Skin cancer is the most common cancer in the United States.  Most cases of melanoma, the deadliest kind of skin cancer, are caused by exposure to ultraviolet (UV) light.

According to the American Cancer Society, more than 3.5 million cases of basal and squamous cell skin cancer are diagnosed in this country each year.  And the American Academy of Dermatology reports that current estimates show that one in five Americans will develop skin cancer in their lifetime.

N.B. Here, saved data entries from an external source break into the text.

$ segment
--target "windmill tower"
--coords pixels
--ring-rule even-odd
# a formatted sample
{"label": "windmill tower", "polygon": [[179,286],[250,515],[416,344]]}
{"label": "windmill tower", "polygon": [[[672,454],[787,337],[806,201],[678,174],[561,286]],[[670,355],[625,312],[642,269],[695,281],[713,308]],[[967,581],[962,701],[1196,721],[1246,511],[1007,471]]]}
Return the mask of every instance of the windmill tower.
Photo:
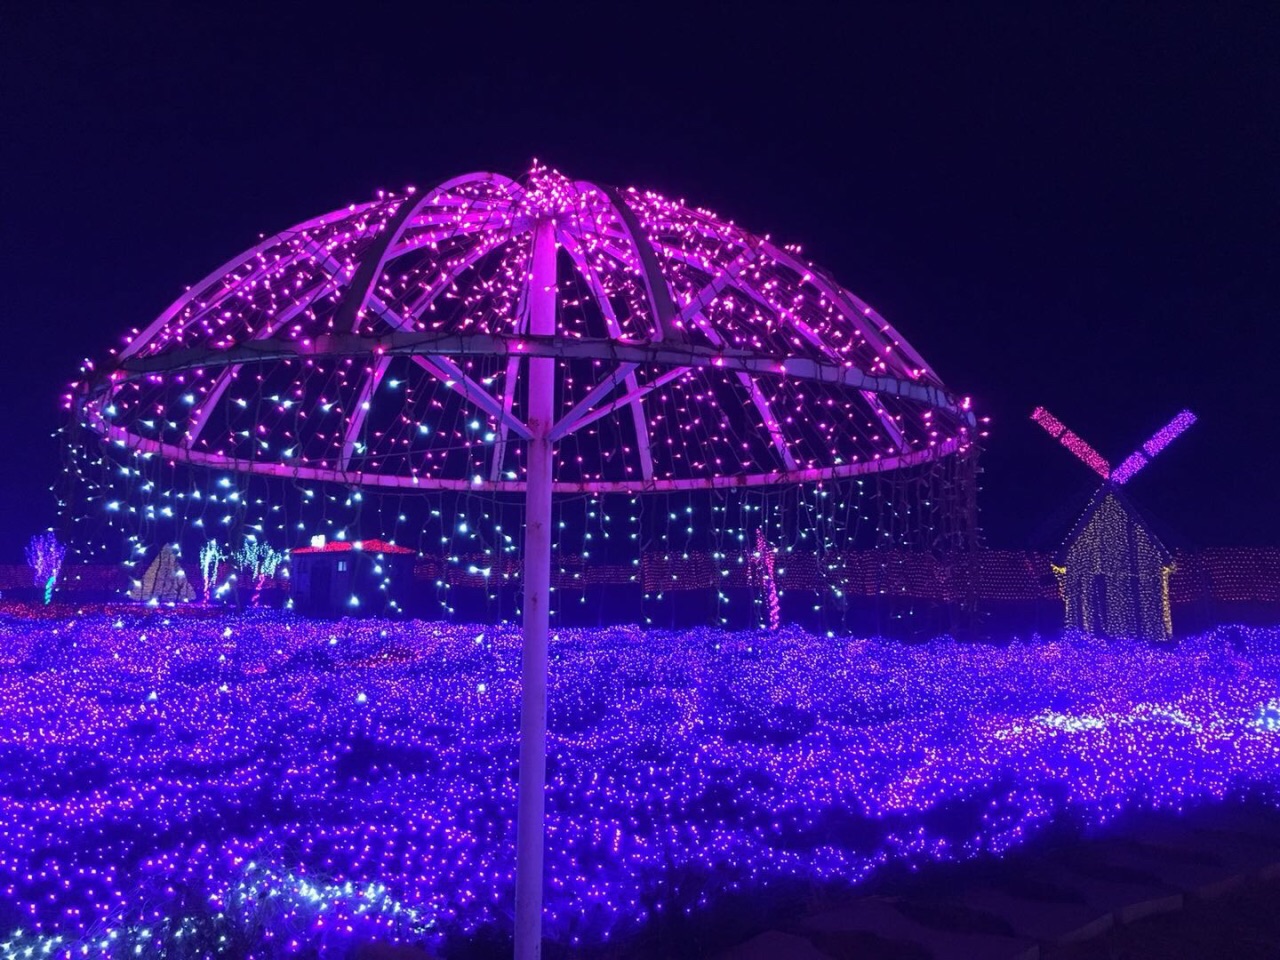
{"label": "windmill tower", "polygon": [[1114,469],[1044,407],[1036,407],[1031,419],[1102,478],[1054,561],[1067,627],[1097,636],[1168,640],[1173,557],[1121,488],[1195,423],[1195,414],[1183,410]]}

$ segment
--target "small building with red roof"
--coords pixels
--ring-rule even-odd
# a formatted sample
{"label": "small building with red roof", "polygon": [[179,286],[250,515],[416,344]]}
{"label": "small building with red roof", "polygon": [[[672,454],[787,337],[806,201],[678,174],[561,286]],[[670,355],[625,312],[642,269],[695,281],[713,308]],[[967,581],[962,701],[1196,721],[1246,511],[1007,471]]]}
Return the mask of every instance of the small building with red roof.
{"label": "small building with red roof", "polygon": [[292,551],[293,609],[308,617],[404,614],[417,554],[386,540],[330,540]]}

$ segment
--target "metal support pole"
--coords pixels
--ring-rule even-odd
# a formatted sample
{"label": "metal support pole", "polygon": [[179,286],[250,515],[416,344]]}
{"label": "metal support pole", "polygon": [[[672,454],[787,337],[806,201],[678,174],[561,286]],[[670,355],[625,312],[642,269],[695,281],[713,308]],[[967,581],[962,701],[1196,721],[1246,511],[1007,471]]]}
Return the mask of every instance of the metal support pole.
{"label": "metal support pole", "polygon": [[[529,332],[556,332],[555,227],[538,224],[529,276]],[[521,657],[520,784],[516,810],[516,960],[542,956],[543,815],[547,776],[547,625],[551,601],[551,425],[556,362],[529,361],[524,518],[524,651]]]}

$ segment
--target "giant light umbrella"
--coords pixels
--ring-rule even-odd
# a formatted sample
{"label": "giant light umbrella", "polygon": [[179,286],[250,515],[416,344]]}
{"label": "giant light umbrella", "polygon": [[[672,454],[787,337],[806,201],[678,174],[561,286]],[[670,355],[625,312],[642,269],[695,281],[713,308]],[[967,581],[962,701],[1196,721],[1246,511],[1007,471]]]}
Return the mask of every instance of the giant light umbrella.
{"label": "giant light umbrella", "polygon": [[262,239],[78,399],[109,444],[173,463],[524,495],[520,960],[541,945],[553,497],[819,483],[957,453],[974,425],[799,248],[536,164]]}

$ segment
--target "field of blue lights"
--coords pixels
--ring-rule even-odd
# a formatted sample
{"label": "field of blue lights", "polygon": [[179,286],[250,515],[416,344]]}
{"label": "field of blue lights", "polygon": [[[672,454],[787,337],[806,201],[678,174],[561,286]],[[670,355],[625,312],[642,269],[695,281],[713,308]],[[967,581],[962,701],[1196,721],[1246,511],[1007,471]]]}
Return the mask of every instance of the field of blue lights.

The Sunscreen Innovation Act (S. 2141 and H.R.4250, respectively) will amend the Food Drug & Cosmetic Act to ensure all sunscreen ingredients receive a transparent review within a predictable timeframe.  Key aspects of the bill include:

  • Determining eligibility: Under the proposal, existing FDA eligibility requirements will be maintained; an ingredient must be used safely for at least five years in at least one country.  Eligibility determinations will be made by the FDA Division of Nonprescription Regulation Development (DNRD).  Pending ingredient submissions -- already deemed eligible by FDA -- will be considered eligible for the new review and approval process. 
  • Ensuring a transparent review:  After a finding of eligibility, the ingredient application will be submitted to the existing FDA Nonprescription Drugs Advisory Committee (NDAC), for a safety and effectiveness recommendation.  During the review process, the Advisory Committee will receive data from the public and communicate with the application’s sponsor to seek clarifying or request additional information.  The FDA will concur or deny the Committee's recommendation.
  • Ensuring a predictable and reasonable timeframe: The Sunscreen Innovation Act will spur further innovation in sunscreens in the U.S. by ensuring that all submissions are reviewed within a predictable timeframe of 11 months or less depending on whether it is a new or existing submission.
  • Enhancing FDA Accountability: FDA is required to submit reports to Congress regarding the progress of the program 12 months following enactment and every two years thereafter.